P.S. I am so sorry if I offended anyone buy questioning your authenticity as a reader! The thing is, I have such a hard time imagining people being interested in the thoughts and reflections from my little corner of the world, especially you being far away, on a different continent even. But to you who are, I am honored and grateful you are taking your precious time reading my stories. I will from now on try picturing you as human beings of flesh and blood with your own stories, not annoying heart lacking robots. Thank you so much! And oh, I would love to hear your stories, please tell me, let me get to know you!

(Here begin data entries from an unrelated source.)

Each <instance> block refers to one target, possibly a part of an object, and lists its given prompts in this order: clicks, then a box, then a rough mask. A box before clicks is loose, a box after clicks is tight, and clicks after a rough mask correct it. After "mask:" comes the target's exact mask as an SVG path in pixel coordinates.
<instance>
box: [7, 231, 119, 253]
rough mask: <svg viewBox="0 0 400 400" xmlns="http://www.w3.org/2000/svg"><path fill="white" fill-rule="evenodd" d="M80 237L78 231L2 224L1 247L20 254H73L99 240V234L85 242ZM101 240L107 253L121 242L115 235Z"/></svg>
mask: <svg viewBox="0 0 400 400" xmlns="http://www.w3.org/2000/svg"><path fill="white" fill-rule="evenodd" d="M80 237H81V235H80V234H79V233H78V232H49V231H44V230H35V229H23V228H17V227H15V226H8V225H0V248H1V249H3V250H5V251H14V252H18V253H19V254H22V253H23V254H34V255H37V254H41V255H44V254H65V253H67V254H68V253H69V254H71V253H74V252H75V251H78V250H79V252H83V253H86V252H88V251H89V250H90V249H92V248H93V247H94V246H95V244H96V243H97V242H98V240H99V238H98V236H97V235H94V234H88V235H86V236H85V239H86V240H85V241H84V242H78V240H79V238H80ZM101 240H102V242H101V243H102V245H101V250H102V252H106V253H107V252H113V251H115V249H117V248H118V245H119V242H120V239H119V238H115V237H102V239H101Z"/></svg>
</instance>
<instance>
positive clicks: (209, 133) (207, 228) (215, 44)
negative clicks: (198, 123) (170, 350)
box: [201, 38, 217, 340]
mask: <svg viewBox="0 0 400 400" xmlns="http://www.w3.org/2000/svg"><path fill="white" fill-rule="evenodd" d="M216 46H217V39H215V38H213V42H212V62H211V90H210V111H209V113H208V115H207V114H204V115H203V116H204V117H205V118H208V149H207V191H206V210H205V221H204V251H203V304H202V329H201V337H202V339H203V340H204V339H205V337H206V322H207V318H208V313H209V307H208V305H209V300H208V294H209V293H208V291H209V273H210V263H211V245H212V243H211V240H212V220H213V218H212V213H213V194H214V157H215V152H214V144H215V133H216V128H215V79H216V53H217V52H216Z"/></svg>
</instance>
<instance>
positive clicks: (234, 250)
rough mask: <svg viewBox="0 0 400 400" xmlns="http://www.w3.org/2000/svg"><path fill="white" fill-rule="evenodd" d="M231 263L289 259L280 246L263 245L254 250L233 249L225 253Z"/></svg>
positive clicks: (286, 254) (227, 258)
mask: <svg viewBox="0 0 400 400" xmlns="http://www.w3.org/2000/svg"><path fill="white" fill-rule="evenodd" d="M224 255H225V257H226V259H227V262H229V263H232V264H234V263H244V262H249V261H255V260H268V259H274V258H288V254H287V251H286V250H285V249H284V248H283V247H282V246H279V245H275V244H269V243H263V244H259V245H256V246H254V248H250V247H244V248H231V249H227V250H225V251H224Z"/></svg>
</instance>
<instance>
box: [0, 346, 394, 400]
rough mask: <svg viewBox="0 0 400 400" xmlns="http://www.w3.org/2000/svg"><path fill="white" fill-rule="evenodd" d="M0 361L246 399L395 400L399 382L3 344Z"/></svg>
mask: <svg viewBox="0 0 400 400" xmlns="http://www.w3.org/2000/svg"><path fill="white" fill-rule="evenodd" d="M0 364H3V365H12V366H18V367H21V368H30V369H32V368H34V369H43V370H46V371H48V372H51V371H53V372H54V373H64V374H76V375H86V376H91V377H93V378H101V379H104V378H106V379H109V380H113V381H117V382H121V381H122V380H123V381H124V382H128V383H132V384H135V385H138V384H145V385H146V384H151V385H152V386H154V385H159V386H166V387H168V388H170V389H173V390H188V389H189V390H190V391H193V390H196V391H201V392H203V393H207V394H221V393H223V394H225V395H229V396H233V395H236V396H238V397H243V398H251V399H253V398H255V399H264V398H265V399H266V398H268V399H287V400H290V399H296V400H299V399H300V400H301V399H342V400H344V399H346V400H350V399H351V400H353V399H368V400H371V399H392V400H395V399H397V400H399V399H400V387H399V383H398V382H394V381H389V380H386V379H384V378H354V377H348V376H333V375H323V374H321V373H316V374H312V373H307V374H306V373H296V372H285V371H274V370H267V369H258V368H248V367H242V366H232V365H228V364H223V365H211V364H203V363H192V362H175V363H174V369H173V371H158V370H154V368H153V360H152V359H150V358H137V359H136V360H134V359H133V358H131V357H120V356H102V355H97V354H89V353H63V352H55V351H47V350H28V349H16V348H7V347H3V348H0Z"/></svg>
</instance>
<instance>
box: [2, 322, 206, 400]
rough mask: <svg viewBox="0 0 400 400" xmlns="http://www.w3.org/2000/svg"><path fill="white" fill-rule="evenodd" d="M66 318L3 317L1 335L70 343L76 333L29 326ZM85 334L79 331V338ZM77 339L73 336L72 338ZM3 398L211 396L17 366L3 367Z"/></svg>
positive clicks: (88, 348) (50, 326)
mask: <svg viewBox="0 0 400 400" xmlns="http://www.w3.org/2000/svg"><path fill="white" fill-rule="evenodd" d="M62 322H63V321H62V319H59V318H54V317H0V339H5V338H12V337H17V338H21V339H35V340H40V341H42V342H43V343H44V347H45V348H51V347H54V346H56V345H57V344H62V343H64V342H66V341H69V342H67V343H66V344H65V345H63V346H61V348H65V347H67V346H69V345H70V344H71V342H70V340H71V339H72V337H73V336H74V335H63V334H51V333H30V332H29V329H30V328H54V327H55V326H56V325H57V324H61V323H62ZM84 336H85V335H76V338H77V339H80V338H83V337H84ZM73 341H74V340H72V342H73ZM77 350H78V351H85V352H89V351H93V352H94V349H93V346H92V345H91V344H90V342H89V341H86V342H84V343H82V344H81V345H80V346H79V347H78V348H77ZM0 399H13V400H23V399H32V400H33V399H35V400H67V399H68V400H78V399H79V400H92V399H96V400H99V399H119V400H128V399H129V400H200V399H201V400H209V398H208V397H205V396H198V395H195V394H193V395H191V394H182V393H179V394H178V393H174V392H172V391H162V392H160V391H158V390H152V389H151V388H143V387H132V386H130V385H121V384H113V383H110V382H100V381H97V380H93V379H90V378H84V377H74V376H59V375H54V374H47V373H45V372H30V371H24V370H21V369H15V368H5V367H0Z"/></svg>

As I have mentioned before the northern Swedish summer 2017 was cold, windy and wet, actually the summer with the lowest highs since 1862! A record I quite frankly could live without. But it so happened my life happened when that happened…
Then there is always September. Now and then September delivers. Sun, breakfasts outside, even an Arnold Palmer in the afternoon. So how about this year? Nope. The month was the least sunny September in 30 years. I mean, come on!
If you have followed me through the seasons for a while you know I am not a fan of fall. The light falling makes me panic, so does the cold. So what do I do to survive?
I add light.
It started many years ago with the spotlights under my grandfather’s old apple tree, shooting through the greenery, and in the winter up the snow. It’s really beautiful.
Later I (read my sons and their cousins) put light chains in the two small maples we planted next to the picket fence. I wanted to create the feeling of Holiday Westlake Park in Seattle here in the woods. Ah my impossible ideas… But it worked for me! I used to sit at my kitchen table dreaming about Seattle, feeling a little bit closer. Now, the maples grew taller and light chains don’t last forever, so they are gone by now.
I live at the end of the road. And that’s something I am enjoying. My next door neighbor is on the other side of the grove behind me, I can’t see the house but I know he is there. In front of my front yard to the south there is forest, to the east another grove and fields, to the west fields stretching to Torrberget, Dry Mountain.
I I would turn all the lights in my house and garden out it would be completely dark here, except for a street light at my carport. And I would see some lights from the next road across the fields to the east. That’s how it was when I first moved here 36 years ago. One lamp over the front porch of the house. That’s it. Looking out the windows on a winters night you didn’t see anything at all. Pitch black. Great for northern light spotting though!
We added a lamp at the coach house/wood shed, oh a light out there! Then one at the door of the baker’s cottage, that’s nice! A lamp in the cottage window made it look like a little gnome lived there, cute! And the lights framed this place at the end of the road, made it feel welcoming and cozy.
People often ask me if I’m not afraid of the dark. No, I’m not. I often feel lonely. And depending on how severe my back pain is that loneliness can be very scary. But it’s not the dark that scares me.
I don’t like the dark though. And that’s why I am chasing it away with lights.
Some years ago I extended the garden with spotlights shooting straight up the tall pine tree at the ditch marking the border between the front yard and the fields south of the baker’s cottage, wow, what a change! I treated my dad’s big ash tree - which once was a small plant he brought here from southern Sweden - with the same recipe. He was a big plant thief my dear father. The 64th latitude isn’t the natural habitat for an ash tree, but somehow it acclimated and now constitutes the south east corner of my garden, lit up in the dark.
I also have a spotlight directed to the old outhouse at the edge of the forest ending my place to the south. And then there is the big rock in the middle of my mother’s sea of lupins in front of the outhouse.
The latest addition to my garden illumination happened last fall. I had been thinking about it for a while. There are two lilacs guarding the baker’s cottage, one at each front corner. Wouldn’t it be nice to have them lit up?
Yes it was! I quite don’t know how to express the feeling as my inner image transforms into reality when it comes to illumination. To turn the outer switch on is to turn my inner switch. My soul expands and glows!
So am I happy now? Content? Happy yes, but content, no way! There are more inner images waiting to come to life. Next year, hopefully, my new cherry trees will be lit up. They mark the border of my garden to the west, and I can't wait see those sparkling, fulfilling the illuminated framework of my place in every direction!